Thursday, 17 October 2013

New York Cheesecake

Cheesecakes make great desserts. There are two types which can be made; both of which are very different from each other.
The first are uncooked cheesecakes and are usually set using gelatine; the other are baked cheesecakes. Many people think that baked cheesecakes are very “heavy” and stodgy and steer away from them. Whilst they are undeniably rich, if made with care, they can still be creamy and smooth.
The recipe that I give here is for a New York Cheesecake. I like to serve it with seasonal berries, which help cut through the richness.  I sometimes leave out the layer of sour cream on the top, but I do like the sour tang that the cream lends.
One tip that I would give is do not over mix the filling…If you do, the cheesecake will be more inclined to crack on cooling. Granted, this can be “disguised” by adorning the top of the cheesecake with a layer of sour cream. Another tip to avoid cracking is to let the cheesecake cool in the oven with the door slightly ajar when it has finished baking and you have turned off the oven.


For the base:
200g digestive biscuits
25g caster sugar
75g unsalted butter, melted, plus extra for greasing
For the filling:
600g full-fat Philadelphia cream cheese at room temperature
200g caster sugar
300ml tub soured cream
3 large free-range eggs
1 tsp vanilla extract or vanilla paste
50g plain flour, sifted


1.       To make the base, whizz the biscuits in a food processor to fine crumbs, or put them in a sealed plastic freezer bag  and crush with a rolling pin.
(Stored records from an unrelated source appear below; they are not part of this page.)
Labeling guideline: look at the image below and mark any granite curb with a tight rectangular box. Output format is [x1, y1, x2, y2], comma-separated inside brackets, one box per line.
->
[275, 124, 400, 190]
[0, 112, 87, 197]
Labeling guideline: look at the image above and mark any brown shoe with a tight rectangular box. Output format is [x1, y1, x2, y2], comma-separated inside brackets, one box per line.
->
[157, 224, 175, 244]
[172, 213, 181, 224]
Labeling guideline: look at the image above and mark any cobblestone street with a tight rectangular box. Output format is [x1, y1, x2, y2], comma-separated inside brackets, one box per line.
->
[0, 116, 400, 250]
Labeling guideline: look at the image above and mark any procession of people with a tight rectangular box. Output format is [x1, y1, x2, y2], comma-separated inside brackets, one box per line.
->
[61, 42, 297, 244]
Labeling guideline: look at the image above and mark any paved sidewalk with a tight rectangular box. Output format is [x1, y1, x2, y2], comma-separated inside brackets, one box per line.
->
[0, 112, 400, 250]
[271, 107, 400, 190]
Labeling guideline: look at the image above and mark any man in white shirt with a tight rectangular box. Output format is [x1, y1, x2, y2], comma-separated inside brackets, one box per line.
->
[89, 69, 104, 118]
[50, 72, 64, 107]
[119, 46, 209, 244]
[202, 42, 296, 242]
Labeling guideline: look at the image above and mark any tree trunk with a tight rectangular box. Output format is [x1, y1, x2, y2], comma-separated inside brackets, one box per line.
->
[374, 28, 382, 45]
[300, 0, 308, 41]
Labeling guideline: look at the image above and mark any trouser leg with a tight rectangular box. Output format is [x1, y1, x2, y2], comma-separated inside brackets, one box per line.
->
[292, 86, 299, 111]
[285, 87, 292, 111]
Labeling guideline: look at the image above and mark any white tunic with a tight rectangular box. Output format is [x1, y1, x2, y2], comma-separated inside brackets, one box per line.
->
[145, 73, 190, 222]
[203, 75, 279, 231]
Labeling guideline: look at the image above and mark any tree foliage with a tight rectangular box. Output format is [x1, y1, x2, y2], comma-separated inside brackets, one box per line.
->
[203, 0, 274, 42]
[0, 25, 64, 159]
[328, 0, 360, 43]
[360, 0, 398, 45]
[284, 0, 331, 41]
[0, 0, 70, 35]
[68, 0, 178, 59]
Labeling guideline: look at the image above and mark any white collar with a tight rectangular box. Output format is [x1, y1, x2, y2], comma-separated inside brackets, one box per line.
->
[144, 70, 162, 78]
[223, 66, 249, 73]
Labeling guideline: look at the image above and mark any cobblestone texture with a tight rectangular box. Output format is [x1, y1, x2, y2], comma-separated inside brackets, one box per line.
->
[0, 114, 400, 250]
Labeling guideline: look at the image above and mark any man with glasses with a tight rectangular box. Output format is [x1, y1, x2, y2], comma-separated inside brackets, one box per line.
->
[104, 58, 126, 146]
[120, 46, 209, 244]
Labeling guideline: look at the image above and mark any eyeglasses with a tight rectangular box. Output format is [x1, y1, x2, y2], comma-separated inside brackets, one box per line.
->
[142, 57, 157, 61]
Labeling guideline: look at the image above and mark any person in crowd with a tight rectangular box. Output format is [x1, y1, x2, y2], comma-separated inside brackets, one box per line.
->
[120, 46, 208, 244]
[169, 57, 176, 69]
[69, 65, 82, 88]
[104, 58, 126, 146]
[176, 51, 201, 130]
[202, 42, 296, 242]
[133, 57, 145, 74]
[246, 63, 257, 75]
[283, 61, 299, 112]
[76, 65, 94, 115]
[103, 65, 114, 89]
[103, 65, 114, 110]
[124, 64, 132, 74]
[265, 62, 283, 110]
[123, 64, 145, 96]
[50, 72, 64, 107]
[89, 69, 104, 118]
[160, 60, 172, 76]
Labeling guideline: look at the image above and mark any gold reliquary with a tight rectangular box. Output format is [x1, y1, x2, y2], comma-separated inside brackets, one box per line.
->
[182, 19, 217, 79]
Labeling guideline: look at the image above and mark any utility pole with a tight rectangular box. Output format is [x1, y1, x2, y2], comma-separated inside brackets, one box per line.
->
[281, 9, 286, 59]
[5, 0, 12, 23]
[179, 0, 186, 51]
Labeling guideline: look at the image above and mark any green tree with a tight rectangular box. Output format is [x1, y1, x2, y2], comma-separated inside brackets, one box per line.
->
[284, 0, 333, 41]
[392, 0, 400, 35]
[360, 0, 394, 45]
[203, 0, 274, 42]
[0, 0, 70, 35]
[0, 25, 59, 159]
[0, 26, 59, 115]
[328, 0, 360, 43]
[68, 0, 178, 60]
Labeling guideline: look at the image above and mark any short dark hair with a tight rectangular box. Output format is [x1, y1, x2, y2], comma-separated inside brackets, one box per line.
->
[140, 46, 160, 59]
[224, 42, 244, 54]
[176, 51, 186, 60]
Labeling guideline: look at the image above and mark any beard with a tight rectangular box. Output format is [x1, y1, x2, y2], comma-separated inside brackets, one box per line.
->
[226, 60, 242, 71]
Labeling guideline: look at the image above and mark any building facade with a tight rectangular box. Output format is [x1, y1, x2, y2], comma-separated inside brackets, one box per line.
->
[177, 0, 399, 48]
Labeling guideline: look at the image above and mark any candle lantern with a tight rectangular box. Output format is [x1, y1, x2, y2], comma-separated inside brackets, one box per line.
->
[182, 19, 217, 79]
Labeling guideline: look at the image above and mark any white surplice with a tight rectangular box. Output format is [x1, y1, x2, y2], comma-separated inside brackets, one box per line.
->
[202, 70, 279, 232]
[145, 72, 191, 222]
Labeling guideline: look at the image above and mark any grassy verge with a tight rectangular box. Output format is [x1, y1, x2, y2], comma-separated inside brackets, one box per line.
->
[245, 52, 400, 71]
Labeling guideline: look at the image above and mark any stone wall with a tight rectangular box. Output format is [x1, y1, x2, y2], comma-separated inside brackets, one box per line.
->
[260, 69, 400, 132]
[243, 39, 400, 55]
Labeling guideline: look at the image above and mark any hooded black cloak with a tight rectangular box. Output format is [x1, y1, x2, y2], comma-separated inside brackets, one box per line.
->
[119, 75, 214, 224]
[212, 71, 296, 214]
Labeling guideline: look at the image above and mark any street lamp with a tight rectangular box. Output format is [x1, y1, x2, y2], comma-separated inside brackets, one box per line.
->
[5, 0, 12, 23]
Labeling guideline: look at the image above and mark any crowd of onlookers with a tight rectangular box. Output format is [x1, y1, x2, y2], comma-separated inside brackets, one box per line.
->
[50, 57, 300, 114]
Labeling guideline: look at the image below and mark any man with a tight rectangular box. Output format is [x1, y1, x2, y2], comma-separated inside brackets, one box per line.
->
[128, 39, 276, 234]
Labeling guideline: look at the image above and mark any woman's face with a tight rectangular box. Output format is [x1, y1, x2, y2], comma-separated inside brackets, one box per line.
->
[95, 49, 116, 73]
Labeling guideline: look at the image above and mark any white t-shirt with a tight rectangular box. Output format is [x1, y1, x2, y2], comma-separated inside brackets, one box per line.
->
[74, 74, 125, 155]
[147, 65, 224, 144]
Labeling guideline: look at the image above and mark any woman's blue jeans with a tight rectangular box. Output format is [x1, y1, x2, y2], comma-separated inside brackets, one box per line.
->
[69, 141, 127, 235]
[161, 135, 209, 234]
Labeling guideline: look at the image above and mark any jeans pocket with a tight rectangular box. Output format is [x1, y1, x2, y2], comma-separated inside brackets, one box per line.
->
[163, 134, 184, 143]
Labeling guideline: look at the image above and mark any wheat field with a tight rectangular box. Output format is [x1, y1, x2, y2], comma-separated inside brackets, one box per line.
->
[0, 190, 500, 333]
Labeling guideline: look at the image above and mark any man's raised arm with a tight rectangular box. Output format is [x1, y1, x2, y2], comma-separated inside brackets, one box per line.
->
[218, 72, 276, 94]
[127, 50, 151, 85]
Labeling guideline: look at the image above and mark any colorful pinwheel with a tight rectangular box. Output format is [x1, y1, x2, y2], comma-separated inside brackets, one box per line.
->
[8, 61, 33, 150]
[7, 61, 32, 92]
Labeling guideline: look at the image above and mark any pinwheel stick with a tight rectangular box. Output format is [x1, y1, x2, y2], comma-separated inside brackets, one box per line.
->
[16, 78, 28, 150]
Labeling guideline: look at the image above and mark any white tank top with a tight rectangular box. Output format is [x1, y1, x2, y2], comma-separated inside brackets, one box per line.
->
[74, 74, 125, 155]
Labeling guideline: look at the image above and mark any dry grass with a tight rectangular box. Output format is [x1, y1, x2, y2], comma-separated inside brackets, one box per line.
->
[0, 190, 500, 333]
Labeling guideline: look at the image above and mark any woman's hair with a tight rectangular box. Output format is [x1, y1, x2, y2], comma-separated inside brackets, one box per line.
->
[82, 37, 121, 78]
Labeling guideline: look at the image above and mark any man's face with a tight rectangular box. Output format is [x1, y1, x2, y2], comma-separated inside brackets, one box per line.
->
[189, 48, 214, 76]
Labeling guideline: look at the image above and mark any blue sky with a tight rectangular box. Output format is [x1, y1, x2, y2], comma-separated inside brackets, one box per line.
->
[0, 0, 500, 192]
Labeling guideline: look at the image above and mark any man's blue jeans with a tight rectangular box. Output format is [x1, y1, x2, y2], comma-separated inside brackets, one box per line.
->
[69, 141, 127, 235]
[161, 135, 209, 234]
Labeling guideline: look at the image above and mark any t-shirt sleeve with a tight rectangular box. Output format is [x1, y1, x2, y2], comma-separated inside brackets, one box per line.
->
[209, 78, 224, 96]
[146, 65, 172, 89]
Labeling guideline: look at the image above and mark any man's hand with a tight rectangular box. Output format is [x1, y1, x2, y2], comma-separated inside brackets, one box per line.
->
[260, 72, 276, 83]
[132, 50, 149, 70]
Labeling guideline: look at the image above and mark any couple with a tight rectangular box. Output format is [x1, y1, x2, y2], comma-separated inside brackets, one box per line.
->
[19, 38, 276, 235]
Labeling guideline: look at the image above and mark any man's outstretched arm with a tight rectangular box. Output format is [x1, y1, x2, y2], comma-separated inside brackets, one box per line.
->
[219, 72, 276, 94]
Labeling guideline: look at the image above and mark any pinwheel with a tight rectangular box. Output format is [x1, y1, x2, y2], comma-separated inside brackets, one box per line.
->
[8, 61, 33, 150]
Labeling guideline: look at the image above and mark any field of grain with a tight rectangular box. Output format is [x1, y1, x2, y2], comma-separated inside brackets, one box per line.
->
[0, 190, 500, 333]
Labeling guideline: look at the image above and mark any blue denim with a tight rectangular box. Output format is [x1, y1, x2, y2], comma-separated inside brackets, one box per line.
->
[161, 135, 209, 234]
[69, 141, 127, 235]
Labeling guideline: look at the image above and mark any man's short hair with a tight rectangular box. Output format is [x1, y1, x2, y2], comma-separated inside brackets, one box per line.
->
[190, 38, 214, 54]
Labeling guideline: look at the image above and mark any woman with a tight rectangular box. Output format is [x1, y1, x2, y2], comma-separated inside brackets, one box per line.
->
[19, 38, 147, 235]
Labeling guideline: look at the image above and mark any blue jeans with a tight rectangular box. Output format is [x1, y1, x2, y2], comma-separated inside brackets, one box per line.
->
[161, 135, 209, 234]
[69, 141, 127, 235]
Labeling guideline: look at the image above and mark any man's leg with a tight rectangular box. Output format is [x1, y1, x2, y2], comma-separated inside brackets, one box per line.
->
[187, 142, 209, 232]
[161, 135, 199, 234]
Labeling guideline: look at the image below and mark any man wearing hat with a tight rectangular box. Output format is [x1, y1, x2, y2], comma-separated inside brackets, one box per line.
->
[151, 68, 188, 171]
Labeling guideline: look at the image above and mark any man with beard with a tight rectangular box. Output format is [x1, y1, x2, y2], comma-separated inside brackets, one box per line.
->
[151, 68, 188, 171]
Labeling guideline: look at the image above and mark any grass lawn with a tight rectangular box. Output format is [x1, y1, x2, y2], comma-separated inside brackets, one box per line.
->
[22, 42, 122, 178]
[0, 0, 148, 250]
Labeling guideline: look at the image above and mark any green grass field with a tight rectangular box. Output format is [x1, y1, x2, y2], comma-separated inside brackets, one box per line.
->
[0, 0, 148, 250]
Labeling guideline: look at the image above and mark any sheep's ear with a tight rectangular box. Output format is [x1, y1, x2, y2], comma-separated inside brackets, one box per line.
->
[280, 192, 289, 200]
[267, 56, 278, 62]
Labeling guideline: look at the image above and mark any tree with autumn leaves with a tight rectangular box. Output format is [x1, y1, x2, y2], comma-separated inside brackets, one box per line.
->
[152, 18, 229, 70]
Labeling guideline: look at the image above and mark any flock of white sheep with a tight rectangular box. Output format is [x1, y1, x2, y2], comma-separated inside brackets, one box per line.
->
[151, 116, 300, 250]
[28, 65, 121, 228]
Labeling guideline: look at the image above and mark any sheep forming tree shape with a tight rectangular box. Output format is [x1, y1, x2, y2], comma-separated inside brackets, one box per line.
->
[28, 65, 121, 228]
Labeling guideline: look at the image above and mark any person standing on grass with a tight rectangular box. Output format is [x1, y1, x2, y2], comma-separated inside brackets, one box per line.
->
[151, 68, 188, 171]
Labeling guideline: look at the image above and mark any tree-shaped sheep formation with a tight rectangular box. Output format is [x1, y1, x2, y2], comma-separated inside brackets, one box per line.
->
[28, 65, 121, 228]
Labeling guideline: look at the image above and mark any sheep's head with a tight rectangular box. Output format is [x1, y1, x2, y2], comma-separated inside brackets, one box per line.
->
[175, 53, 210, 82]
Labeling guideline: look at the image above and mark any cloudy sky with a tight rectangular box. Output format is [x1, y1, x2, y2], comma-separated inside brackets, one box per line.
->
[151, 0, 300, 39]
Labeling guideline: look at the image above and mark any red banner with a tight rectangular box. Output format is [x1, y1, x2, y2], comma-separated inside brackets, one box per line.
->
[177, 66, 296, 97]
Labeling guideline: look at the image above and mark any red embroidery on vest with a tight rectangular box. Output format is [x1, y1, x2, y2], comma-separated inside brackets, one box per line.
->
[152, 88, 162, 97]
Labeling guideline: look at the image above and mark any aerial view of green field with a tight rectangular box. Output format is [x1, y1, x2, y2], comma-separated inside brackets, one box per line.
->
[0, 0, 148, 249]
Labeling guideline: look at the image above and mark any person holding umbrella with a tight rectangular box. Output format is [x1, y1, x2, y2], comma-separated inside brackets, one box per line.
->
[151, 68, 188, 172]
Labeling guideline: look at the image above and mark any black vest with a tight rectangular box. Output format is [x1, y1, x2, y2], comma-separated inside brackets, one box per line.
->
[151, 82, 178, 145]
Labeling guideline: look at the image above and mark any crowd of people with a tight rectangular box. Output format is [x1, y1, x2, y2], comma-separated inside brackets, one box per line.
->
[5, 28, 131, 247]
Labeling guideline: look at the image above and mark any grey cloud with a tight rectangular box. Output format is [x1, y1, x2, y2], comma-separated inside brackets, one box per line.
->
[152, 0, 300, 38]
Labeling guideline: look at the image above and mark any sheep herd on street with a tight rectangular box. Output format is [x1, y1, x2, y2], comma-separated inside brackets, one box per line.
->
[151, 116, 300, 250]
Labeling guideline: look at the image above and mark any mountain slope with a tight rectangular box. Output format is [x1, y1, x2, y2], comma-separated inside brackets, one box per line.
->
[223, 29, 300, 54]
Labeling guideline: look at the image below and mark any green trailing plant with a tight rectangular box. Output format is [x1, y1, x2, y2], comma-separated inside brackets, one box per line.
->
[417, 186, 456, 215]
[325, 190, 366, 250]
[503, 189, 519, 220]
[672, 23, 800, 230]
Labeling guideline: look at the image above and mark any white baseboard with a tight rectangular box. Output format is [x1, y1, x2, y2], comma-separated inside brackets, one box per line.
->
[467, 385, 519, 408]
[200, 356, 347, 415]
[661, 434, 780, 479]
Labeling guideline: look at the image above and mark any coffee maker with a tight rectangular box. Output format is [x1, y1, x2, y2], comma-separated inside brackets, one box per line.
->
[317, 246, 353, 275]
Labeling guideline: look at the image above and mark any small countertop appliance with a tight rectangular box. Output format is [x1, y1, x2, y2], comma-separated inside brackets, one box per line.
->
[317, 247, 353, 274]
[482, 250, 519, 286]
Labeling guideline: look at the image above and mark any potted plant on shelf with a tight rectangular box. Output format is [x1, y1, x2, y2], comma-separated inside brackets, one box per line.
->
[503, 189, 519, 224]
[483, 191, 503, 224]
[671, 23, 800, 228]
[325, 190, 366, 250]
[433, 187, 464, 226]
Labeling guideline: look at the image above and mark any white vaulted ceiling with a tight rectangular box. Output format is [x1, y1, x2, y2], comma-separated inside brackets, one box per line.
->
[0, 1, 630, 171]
Tip into a medium bowl and mix with the sugar and melted butter.
2.       Press the mixture evenly into a greased 20cm loose-bottomed cake tin, then chill for at least 30 minutes.
3.       To make the filling, mix the cream cheese, sugar and 200ml of the soured cream together in a medium bowl until smooth – don’t overbeat (see tip above). Gently beat in the eggs, one at a time, then add the vanilla. Fold in the flour to form a smooth batter.
4.       Preheat the oven to 180°C/fan 160°C/gas 4.
5.       Remove the tin from the fridge and spoon the filling over the base. Put the tin on a baking sheet and bake for 45-60 minutes until the top is golden, set at the edges but just wobbly in the middle. Leave to cool completely in the tin.
6.       When cool, transfer to the fridge to chill for at least 3 hours or ideally overnight.
7.       To serve, spoon the remaining soured cream over the cheesecake and smooth out.